Investigate text encoding for passwords

[dkess]

Interesting rootspam from last night:

 An exception occured in ocfweb:

Traceback (most recent call last):
  File "/opt/ocfweb/venv/lib/python3.7/site-packages/django/core/handlers/base.py", line 113, in _get_response
    response = wrapped_callback(request, *callback_args, **callback_kwargs)
  File "/opt/ocfweb/ocfweb/auth.py", line 53, in wrapper
    return fn(request, *args, **kwargs)
  File "/opt/ocfweb/ocfweb/account/register.py", line 75, in request_account
    RSA.importKey(CREATE_PUBLIC_KEY),
  File "/opt/ocfweb/venv/lib/python3.7/site-packages/ocflib/account/creation.py", line 435, in encrypt_password
    return RSA_CIPHER.encrypt(password.encode('ascii'))
UnicodeEncodeError: 'ascii' codec can't encode characters in position 0-5: ordinal not in range(128)

Request:
  * Host: www.ocf.berkeley.edu
  * Path: /account/register/
  * Method: POST
  * Secure: True

I assume this is from someone trying to use non-ascii character in their password. I am not sure what the best practices for this are, but we should investigate this further and see if we can avoid using the ascii encoding.

[zpfeiffer]

I'm also not sure what the best practice here is but as far as preventing this error goes it seems to be a problem with the password validation. validate_password should reject non-ascii characters here, but validate_password isn't called until the NewAccountRequest is created, by which point the non-ascii characters have already been passed to encrypt_password.

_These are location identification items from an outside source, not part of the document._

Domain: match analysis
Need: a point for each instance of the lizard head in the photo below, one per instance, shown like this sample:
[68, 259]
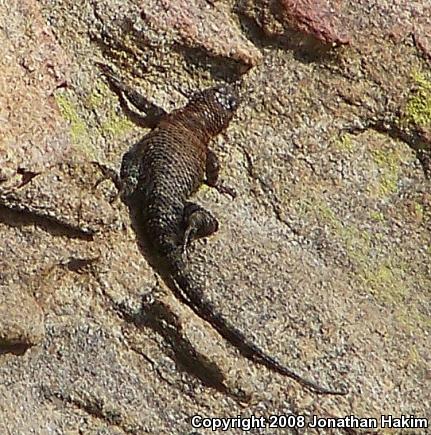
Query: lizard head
[216, 107]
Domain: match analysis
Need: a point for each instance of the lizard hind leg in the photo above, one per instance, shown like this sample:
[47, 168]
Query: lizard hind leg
[198, 223]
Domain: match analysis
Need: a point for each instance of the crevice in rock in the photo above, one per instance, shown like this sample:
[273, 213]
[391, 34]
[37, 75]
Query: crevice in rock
[157, 316]
[15, 214]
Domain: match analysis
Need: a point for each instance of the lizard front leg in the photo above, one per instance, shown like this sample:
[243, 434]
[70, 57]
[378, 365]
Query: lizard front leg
[197, 223]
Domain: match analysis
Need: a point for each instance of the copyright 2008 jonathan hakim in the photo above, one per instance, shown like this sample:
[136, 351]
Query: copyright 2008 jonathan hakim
[298, 421]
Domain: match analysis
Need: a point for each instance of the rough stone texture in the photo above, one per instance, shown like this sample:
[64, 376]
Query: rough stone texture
[315, 18]
[33, 135]
[201, 24]
[323, 258]
[21, 321]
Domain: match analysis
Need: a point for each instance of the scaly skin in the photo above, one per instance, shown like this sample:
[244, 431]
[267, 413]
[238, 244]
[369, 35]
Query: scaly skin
[157, 177]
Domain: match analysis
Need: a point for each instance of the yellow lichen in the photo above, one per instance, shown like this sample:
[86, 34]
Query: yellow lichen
[418, 108]
[78, 128]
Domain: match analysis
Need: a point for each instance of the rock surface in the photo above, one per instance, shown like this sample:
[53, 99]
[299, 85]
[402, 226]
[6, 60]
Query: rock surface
[323, 258]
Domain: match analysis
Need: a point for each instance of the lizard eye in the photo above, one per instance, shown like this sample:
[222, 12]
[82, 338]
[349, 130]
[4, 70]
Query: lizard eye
[226, 99]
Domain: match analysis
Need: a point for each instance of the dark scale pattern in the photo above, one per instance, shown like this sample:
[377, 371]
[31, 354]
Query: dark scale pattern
[158, 175]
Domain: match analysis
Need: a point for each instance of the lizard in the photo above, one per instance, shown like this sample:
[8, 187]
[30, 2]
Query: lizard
[159, 174]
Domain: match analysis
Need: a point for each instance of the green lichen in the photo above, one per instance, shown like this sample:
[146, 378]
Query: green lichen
[116, 125]
[78, 128]
[112, 124]
[344, 143]
[377, 216]
[418, 108]
[386, 281]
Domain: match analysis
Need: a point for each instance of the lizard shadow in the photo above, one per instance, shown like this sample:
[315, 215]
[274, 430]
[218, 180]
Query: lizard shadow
[157, 316]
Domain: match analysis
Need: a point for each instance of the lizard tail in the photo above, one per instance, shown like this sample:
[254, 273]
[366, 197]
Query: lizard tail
[190, 293]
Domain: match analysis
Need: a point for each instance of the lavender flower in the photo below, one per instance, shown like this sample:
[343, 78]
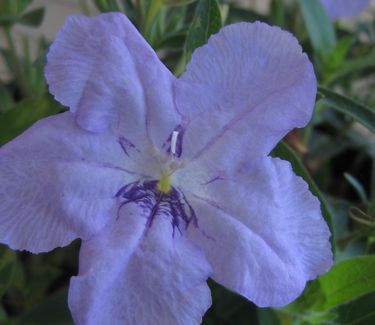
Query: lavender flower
[168, 181]
[344, 8]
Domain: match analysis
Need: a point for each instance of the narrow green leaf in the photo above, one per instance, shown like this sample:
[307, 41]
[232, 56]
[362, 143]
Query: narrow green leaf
[346, 281]
[358, 312]
[357, 186]
[206, 21]
[283, 151]
[53, 310]
[7, 268]
[107, 5]
[23, 115]
[33, 18]
[356, 110]
[319, 26]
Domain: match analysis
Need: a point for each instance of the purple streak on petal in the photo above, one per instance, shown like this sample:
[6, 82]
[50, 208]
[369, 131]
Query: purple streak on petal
[217, 178]
[237, 119]
[173, 204]
[126, 145]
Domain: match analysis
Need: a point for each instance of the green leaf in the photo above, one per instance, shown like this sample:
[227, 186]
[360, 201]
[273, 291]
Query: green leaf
[7, 268]
[358, 312]
[11, 10]
[268, 316]
[6, 99]
[346, 281]
[356, 110]
[206, 21]
[357, 186]
[283, 151]
[349, 67]
[33, 18]
[23, 115]
[319, 26]
[54, 310]
[107, 5]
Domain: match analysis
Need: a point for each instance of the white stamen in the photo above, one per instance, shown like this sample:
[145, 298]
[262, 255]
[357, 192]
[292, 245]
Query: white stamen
[174, 142]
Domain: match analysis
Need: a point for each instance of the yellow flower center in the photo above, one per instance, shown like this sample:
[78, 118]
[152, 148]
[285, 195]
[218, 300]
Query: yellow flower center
[164, 184]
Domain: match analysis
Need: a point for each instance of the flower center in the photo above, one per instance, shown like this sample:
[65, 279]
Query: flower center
[159, 198]
[164, 184]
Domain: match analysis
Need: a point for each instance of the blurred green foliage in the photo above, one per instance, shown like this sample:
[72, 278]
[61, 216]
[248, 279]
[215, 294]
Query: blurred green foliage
[335, 153]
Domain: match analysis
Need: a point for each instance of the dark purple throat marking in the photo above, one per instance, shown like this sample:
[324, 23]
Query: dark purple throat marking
[156, 203]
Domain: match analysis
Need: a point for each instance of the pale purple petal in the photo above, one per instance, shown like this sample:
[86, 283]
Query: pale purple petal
[105, 72]
[57, 184]
[261, 230]
[132, 274]
[243, 91]
[344, 8]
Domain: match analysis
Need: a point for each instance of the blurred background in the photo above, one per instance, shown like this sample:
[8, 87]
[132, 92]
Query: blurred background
[335, 153]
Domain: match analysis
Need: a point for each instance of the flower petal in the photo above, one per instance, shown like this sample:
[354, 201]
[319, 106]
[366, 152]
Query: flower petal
[50, 178]
[130, 274]
[261, 230]
[105, 72]
[247, 88]
[344, 8]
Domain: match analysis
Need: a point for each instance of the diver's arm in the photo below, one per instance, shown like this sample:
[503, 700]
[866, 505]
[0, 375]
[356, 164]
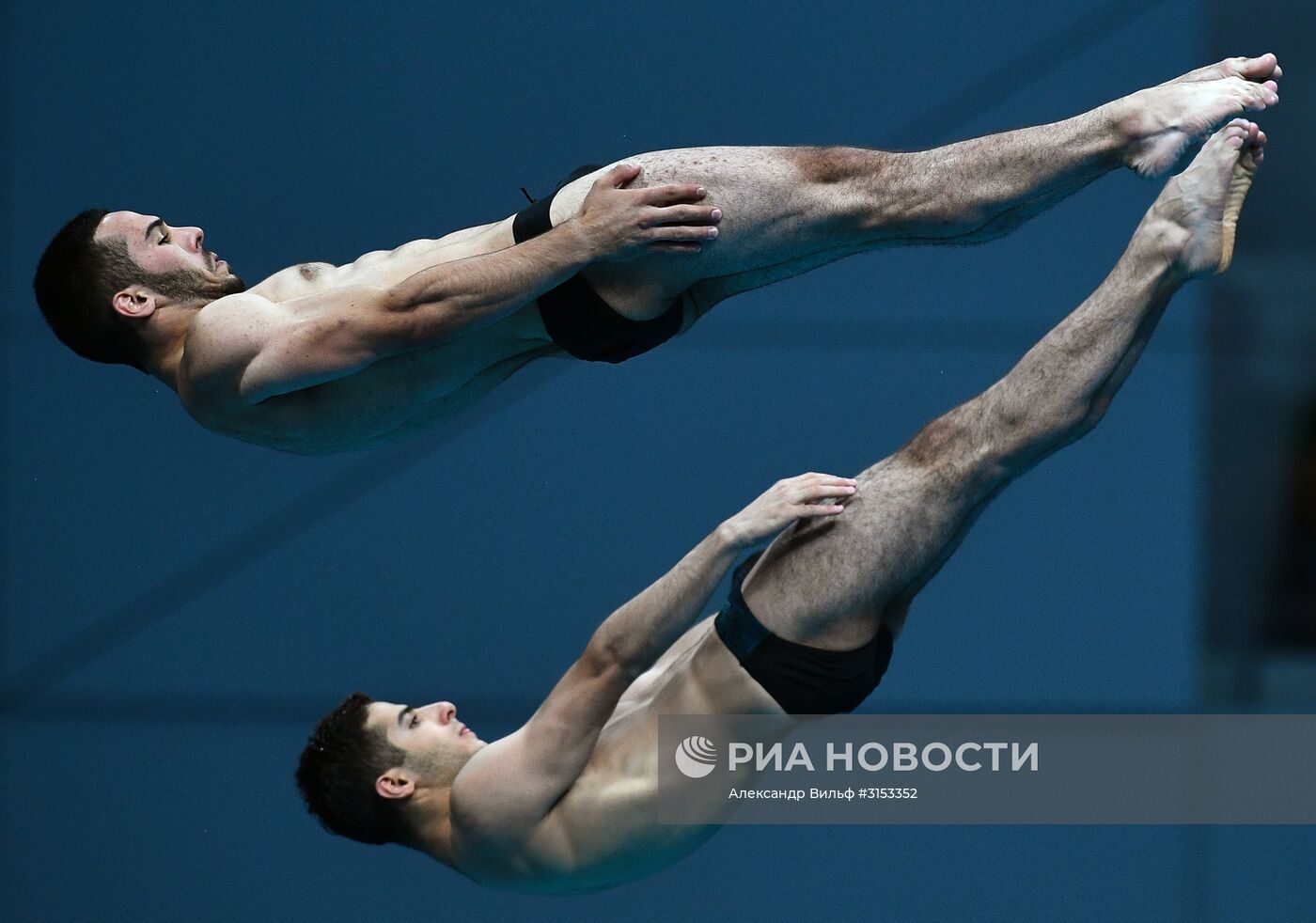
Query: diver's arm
[331, 335]
[516, 784]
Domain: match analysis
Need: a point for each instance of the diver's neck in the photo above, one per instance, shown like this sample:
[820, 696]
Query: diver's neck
[166, 336]
[431, 827]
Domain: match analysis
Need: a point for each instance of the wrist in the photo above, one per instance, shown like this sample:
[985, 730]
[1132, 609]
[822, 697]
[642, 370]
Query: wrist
[729, 538]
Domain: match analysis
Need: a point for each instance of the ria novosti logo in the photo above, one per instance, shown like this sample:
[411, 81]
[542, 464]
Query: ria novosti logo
[697, 756]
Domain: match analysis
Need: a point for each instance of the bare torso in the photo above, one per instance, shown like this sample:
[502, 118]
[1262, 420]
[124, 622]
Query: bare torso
[394, 397]
[605, 828]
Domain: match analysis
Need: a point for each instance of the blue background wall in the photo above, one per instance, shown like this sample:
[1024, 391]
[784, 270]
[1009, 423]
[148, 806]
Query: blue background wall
[178, 608]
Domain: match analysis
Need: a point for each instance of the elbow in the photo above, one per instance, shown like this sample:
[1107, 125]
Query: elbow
[605, 657]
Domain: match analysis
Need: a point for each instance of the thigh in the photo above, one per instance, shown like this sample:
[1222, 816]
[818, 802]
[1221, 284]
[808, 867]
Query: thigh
[774, 212]
[831, 582]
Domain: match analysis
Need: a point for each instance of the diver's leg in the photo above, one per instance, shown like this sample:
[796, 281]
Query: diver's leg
[787, 210]
[831, 582]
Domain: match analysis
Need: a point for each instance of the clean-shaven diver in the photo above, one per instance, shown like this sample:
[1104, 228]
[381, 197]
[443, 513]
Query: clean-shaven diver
[322, 358]
[569, 801]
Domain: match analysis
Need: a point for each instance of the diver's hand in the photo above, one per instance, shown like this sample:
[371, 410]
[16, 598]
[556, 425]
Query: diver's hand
[803, 496]
[621, 224]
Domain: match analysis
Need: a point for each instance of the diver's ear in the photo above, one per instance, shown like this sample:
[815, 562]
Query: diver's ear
[135, 302]
[395, 784]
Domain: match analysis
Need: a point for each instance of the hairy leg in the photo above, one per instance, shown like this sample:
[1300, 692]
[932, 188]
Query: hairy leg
[831, 582]
[789, 210]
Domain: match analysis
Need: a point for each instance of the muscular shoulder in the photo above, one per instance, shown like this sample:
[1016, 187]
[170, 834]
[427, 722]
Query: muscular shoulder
[224, 337]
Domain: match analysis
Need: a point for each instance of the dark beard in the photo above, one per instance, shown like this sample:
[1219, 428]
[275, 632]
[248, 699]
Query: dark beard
[194, 286]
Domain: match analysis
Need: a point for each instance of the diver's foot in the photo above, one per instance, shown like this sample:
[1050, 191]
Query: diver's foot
[1203, 202]
[1160, 122]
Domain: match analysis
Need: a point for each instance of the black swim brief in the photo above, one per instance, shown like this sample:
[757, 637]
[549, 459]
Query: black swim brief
[805, 681]
[575, 316]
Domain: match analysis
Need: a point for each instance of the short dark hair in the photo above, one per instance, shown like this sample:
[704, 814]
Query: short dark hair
[75, 282]
[337, 775]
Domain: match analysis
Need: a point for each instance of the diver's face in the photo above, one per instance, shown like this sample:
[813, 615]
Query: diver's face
[161, 248]
[430, 735]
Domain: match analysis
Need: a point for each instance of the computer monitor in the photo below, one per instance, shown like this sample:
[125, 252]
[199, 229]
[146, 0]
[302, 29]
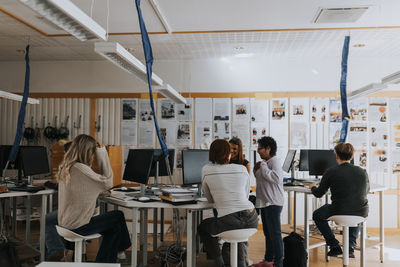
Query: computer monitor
[138, 165]
[288, 163]
[193, 161]
[320, 160]
[303, 162]
[34, 160]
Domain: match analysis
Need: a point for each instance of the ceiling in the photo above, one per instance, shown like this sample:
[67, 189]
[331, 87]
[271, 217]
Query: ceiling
[208, 29]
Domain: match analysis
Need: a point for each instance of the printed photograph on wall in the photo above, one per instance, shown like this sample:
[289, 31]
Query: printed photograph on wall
[278, 109]
[129, 107]
[335, 110]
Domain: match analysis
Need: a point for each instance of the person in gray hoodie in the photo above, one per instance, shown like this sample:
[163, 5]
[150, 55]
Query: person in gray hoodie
[270, 200]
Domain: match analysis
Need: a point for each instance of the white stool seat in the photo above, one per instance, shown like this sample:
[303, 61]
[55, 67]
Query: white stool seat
[236, 236]
[77, 239]
[347, 221]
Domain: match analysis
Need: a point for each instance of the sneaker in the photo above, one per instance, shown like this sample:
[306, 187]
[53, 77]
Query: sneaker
[334, 251]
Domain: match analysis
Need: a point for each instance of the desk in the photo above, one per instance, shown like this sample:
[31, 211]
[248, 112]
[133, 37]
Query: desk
[306, 191]
[44, 193]
[134, 206]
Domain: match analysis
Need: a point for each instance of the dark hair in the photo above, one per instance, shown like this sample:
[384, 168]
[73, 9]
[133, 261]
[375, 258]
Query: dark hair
[219, 151]
[238, 142]
[268, 141]
[344, 151]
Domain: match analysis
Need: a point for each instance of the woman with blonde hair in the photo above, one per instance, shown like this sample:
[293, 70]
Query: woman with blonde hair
[79, 187]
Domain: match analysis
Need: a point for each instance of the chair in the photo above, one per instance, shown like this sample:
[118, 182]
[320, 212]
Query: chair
[347, 221]
[236, 236]
[77, 239]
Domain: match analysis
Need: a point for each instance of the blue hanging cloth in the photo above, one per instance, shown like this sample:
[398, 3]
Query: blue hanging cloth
[21, 114]
[343, 94]
[148, 53]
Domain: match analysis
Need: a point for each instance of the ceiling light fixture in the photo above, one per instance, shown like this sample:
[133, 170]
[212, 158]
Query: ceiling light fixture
[16, 97]
[366, 90]
[69, 17]
[170, 93]
[118, 55]
[393, 78]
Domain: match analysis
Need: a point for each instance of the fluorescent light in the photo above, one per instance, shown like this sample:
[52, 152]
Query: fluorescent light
[69, 17]
[118, 55]
[366, 90]
[393, 78]
[16, 97]
[170, 93]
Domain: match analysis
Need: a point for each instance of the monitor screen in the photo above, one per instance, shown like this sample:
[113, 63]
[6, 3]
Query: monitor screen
[287, 165]
[320, 160]
[162, 169]
[138, 165]
[193, 161]
[34, 160]
[303, 162]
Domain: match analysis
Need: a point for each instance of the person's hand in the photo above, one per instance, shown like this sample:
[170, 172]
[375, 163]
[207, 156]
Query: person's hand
[311, 185]
[257, 166]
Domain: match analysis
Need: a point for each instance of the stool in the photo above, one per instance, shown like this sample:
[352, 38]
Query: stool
[77, 239]
[236, 236]
[347, 221]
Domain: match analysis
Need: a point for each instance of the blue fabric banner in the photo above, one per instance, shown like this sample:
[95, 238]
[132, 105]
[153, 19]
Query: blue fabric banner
[21, 114]
[343, 94]
[148, 53]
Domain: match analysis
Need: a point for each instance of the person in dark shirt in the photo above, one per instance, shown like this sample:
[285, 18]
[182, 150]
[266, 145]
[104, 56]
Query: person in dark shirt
[237, 156]
[349, 187]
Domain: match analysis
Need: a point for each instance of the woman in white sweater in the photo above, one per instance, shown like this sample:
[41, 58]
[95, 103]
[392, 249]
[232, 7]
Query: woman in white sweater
[79, 187]
[228, 186]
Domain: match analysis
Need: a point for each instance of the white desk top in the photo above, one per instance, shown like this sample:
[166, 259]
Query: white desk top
[22, 194]
[77, 264]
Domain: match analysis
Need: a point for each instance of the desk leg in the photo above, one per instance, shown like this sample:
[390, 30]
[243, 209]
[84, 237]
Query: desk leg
[381, 225]
[43, 227]
[14, 219]
[306, 230]
[134, 237]
[28, 220]
[190, 253]
[362, 243]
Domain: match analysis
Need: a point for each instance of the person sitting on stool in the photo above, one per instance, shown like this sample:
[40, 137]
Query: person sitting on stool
[349, 187]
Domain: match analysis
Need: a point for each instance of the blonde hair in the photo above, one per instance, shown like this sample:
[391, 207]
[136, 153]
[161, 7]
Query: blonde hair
[82, 150]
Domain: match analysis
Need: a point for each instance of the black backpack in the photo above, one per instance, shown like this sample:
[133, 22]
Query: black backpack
[295, 252]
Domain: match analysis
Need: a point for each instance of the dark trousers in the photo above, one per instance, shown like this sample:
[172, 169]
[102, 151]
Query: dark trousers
[320, 217]
[112, 227]
[213, 226]
[271, 219]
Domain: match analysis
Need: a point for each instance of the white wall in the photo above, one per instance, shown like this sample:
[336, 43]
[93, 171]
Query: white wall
[209, 75]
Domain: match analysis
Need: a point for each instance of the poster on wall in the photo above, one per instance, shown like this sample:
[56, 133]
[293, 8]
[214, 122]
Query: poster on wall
[335, 110]
[203, 134]
[129, 109]
[221, 109]
[378, 110]
[128, 131]
[167, 109]
[358, 109]
[184, 134]
[184, 112]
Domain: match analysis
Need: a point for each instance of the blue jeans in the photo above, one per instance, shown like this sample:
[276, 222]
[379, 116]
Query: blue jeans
[53, 241]
[320, 217]
[271, 219]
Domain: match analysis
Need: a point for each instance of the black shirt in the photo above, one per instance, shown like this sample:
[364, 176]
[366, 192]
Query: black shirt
[349, 186]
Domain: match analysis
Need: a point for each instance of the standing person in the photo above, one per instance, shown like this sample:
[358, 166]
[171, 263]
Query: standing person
[226, 185]
[79, 186]
[270, 200]
[237, 156]
[349, 186]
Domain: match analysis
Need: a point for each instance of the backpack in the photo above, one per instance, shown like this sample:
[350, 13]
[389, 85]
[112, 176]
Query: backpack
[295, 252]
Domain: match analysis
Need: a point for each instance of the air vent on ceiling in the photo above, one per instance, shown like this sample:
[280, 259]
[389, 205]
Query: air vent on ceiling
[339, 15]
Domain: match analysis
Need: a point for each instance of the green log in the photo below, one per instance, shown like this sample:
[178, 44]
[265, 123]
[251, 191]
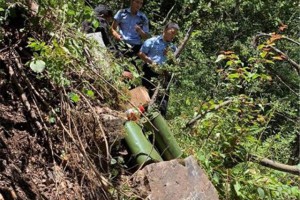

Perhaps a short term fix could be to validate the password before creating the NewAccountRequest and a long term fix could be to change the encoding used for encrypted passwords to something more general like password.encode('base64','strict') (assuming that no other software requires ascii-only passwords).

[dkess]

You have to be careful with full Unicode passwords since you don't want to allow passwords that users won't be able to type. Unicode is full of surprises and edge cases. For now, let's stick with ASCII and if you want to go beyond that, do some research on the state-of-the-art and implement what's done elsewhere in a separate, future commit.

[bzh-bzh]

Tfw no emoji passwords 😭

[emmatyping]

TIL https://tools.ietf.org/html/rfc8265

E: also I have someone in mind to ask about sources of how to handle Unicode correctly.